Office of Health Care Affordability staff on Wednesday presented new estimates of behavioral‑health spending paid entirely out of pocket in California and urged caution in interpreting the results.
Mathematica researchers used the Medical Expenditure Panel Survey (MEPS) household component for 2019–2022 to identify behavioral‑health events and to classify expenses as “out of plan” when they were paid entirely by the respondent or occurred after an individual deductible was met. Their pooled estimate across the four years put out‑of‑plan behavioral‑health spending at roughly 10% of total behavioral‑health expenditures.
The office and its analysts repeatedly stressed limits to the data. “The unweighted sample of respondents reporting out‑of‑plan behavioral‑health expenses was 41 to 45 per year,” Andrew Fair of OCA said during the presentation, and he noted AHRQ guidance that advises against publishing estimates based on fewer than 60 unweighted respondents. For example, the 2019 point estimate for out‑of‑plan spending was $918 million, but Fair said the confidence interval could be as low as $260 million or as high as $1.6 billion.

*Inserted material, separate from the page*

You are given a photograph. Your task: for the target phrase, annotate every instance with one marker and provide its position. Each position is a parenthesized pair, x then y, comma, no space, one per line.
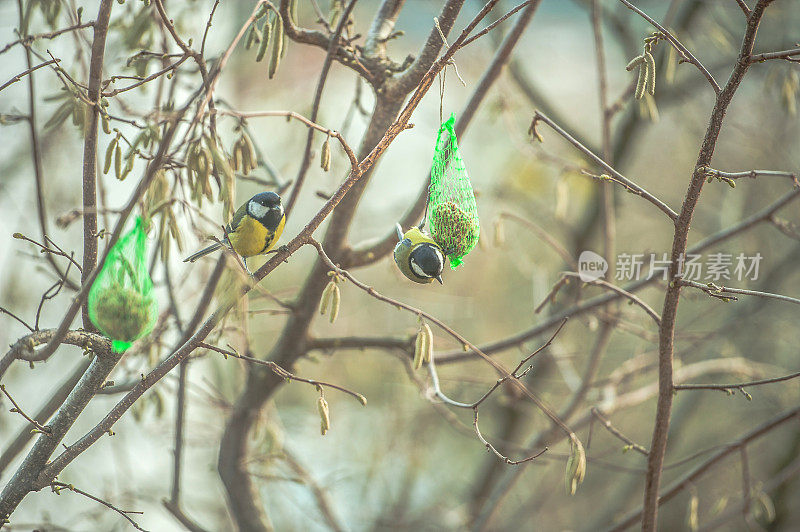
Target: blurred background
(406,461)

Board members pressed staff on how the MEPS results compare with the OCA Health Care Payments Data program (HPD) and other administrative sources. “Given that the MEPS estimates for in‑plan behavioral‑health spending conflict with administrative data, this certainly gives us pause in trying to use MEPS to estimate out‑of‑plan trends,” Fair said. HPD administrative totals showed in‑plan behavioral‑health spending rising steadily from about $9.1 billion in 2019 to about $11.6 billion in 2022, while MEPS suggested a larger fluctuation.
Several board members and public commenters pointed to potential under‑reporting in household surveys and to the exclusion of institutional settings (residential treatment, long‑term care) from MEPS. Director Landsberg and staff said OCA would continue to pursue additional data partnerships, including follow‑up with the California Health Care Foundation and other organizations, and explore adding behavioral‑health files to HPD to better capture outpatient trends.

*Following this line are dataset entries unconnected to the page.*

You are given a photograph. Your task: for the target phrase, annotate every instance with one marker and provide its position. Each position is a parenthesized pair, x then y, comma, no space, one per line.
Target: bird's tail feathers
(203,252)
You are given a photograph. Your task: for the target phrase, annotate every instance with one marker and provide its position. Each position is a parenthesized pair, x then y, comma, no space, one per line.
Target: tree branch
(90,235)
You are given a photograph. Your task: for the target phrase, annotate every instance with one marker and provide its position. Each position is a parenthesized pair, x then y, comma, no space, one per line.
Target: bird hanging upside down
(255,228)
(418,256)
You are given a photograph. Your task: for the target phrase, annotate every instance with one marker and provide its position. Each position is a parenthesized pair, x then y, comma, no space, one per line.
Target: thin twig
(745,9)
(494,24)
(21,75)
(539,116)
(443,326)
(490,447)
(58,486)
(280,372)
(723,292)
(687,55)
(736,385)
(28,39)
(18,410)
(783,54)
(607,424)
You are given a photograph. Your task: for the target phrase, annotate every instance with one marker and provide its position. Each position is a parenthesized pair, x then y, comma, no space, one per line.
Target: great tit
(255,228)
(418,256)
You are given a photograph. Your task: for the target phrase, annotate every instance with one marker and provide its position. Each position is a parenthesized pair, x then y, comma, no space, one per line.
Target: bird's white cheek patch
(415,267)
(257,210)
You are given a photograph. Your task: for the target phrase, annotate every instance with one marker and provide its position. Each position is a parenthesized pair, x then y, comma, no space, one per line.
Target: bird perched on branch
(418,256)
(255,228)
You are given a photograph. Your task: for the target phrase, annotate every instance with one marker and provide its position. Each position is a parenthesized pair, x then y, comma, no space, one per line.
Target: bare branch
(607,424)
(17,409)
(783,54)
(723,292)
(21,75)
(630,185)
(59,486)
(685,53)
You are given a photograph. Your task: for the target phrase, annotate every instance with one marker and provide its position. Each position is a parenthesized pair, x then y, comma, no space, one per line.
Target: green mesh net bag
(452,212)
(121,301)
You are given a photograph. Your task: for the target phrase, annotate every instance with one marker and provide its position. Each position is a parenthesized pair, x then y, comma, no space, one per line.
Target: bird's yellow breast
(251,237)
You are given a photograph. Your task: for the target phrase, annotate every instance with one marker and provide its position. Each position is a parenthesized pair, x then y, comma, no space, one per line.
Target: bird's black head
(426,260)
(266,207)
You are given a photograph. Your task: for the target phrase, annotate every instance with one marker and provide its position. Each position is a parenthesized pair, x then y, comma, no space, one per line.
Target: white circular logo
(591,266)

Public health advocates urged the office to keep the patient impact front and center. “Out‑of‑pocket costs can drive people to delay or forgo care,” Adam Zarin of Blood Cancer United said during public comment, calling for stronger measures to control high prices and consolidation that raise patient costs.
OCA did not announce new policy actions tied to the MEPS estimates; instead, staff described the work as an exploratory step that highlights data gaps and next steps for improved measurement and partnerships.